In challenging the analysis, the plaintiffs alleged the Army Corps’ plan failed to adequately protect salmon.

The parties stayed the case after striking a deal with President Joe Biden, which included, among other things, $1 billion toward salmon restoration. President Donald Trump upended the deal in June 2025, claiming it would negatively impact energy production, shipping channels and water supply for local farmers. (See Trump Directs Feds to Withdraw from Deal on Snake River Dams.)

When the case resumed, plaintiffs sought injunctive relief beginning March 1, urging the court to require federal defendants to increase spill levels, lower reservoir levels and implement emergency conservation measures for the salmon.

In granting the request, Simon said the injunction includes a provision for the federal agencies to adjust spill for emergency power generation and transportation needs.

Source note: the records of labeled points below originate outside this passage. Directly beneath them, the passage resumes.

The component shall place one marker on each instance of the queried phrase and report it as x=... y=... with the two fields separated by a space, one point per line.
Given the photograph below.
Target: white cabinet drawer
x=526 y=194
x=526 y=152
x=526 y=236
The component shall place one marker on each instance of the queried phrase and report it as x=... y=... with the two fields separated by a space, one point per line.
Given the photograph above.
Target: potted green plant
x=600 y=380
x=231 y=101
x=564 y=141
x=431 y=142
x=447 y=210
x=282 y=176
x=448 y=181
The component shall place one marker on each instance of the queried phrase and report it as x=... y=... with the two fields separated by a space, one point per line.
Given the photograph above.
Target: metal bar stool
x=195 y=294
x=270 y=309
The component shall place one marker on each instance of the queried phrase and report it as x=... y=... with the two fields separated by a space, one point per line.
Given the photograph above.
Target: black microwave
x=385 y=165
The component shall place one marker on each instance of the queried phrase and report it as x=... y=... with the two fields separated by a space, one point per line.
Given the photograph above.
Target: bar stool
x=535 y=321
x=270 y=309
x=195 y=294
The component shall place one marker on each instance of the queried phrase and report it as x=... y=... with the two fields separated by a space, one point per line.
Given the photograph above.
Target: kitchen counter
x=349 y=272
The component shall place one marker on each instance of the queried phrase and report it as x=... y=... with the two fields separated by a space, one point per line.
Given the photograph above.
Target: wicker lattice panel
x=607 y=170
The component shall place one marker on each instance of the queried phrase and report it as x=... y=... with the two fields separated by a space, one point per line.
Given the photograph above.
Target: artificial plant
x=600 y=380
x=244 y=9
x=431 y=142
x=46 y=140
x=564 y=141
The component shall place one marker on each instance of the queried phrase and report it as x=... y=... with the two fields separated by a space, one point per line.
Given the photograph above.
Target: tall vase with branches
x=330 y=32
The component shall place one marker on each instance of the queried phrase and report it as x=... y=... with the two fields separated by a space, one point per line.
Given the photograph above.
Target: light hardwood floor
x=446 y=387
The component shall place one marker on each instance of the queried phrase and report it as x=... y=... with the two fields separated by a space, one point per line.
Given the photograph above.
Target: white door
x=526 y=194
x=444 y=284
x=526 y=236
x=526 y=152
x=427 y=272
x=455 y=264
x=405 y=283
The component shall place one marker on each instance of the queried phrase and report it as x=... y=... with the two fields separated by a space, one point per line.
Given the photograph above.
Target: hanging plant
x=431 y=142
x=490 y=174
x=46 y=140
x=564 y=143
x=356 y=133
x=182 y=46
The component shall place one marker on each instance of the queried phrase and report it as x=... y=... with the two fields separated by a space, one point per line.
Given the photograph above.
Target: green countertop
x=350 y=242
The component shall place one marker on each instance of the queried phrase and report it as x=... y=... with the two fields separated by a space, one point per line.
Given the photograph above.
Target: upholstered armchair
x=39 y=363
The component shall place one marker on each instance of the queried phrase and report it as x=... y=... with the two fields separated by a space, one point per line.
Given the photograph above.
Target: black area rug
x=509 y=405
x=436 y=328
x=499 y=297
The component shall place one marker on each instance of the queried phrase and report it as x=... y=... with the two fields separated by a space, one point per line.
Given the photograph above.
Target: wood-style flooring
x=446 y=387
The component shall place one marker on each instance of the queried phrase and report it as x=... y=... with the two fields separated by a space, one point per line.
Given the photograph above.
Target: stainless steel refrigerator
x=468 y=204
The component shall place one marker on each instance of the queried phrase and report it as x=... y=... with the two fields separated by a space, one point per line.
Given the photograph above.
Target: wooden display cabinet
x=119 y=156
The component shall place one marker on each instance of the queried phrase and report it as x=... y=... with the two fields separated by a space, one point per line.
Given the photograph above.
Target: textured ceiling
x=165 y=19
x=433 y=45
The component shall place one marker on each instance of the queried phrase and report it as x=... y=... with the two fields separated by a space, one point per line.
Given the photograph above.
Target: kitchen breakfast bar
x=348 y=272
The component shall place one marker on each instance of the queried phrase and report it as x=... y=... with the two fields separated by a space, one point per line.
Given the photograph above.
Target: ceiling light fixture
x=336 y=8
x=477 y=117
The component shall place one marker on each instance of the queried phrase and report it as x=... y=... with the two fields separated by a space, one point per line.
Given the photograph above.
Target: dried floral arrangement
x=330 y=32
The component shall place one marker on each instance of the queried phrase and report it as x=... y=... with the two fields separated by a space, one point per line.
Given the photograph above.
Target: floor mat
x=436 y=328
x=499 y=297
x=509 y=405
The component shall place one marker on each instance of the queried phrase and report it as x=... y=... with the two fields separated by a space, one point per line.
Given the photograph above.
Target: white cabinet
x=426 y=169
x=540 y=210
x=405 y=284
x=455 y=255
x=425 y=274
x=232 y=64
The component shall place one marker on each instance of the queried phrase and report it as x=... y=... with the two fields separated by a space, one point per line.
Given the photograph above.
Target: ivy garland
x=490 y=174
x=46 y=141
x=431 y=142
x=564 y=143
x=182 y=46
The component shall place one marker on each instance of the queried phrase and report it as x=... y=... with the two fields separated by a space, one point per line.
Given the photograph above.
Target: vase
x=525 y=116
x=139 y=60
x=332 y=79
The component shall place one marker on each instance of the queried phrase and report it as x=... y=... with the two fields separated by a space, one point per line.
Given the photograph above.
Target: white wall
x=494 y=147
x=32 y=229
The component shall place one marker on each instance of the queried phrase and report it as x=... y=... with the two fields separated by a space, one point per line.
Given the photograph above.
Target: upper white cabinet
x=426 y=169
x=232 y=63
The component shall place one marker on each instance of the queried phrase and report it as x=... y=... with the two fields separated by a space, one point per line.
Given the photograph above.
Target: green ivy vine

However, he rejected arguments that increasing spill levels could impact power generation, saying the granted relief is “narrowly tailored and essentially maintains the status quo.”

The order would impact eight dams on the lower Snake and lower Columbia rivers: Ice Harbor, Lower Monumental, Little Goose, Lower Granite, Bonneville, The Dalles, John Day and McNary.

In their April 7 motion, the federal agencies contended that under the previous deal, parties agreed to spill levels less than plaintiffs sought in their injunctive relief request.

When Trump assumed the presidency, “Plaintiffs now insist that substantially higher spill — particularly in August, when the agreement allowed reduced spill — is crucial to avoid imminent harm to fish, despite agreeing until 10 months ago that less spill protected the fish just fine,” the federal defendants contended.

Following the plaintiffs’ win, “initial estimates indicated the injunction could impose approximately $140 million/year in increased power costs,” according to Simms.

Commenting on PPC’s appeal, Gowen-Takahashi said she expected the move, adding that “we think the 9th Circuit will agree that we can protect salmon while making sure we have a reliable supply of energy in the Northwest.”

“We’ve heard complaints like this before about reliability and costs when the courts have previously ordered more spill over the dams for salmon,” Gowen-Takahashi said. “But those fears were overblown then, and they are overblown now.”